Le Guatemala lance un mécanisme pour retrouver les 45 000 disparus de sa guerre civile

20 juin 2026

Le président guatémaltèque Bernardo Arévalo a officiellement lancé, vendredi 19 juin, le Mécanisme humanitaire de recherche des personnes disparues durant le conflit armé interne 2026-2036 (MEBHU, selon son acronyme espagnol). La cérémonie s’est tenue dans le Patio de la Paz du Palais national de la Culture, en présence de représentants des trois pouvoirs de l’État, de la société civile et d’organisations de coopération internationale.

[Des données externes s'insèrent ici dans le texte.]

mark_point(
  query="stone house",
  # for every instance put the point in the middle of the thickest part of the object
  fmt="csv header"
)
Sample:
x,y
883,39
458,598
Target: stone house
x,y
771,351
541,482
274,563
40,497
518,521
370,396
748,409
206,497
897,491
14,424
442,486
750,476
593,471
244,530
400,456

Ce dispositif répond à une dette historique du Guatemala envers les victimes de sa guerre civile, qui a duré trente-six ans, de 1960 à décembre 1996.

Trente ans après la paix, une blessure toujours ouverte

La guerre civile guatémaltèque a laissé environ 200 000 personnes tuées ou disparues, dont quelque 45 000 disparus forcés et plus de 1,5 million de déplacés. La majorité des victimes appartenait aux peuples indigènes mayas, particulièrement dans les régions ayant subi les massacres et opérations militaires les plus intenses. En 2004, le Congrès avait déclaré urgence nationale la recherche de ces personnes, mais aucun mécanisme d’État n’avait jamais été mis en place pour coordonner concrètement cette tâche.

Lors du lancement, Arévalo a rappelé que le conflit a marqué une génération entière et que le chemin vers la réconciliation a été « long, difficile et lent ». Il a décrit la disparition forcée comme « l’une des blessures les plus profondes » laissées par la guerre et a présenté le MEBHU comme un premier pas pour « donner une réponse à ce qui a affecté des milliers de familles pendant des décennies ».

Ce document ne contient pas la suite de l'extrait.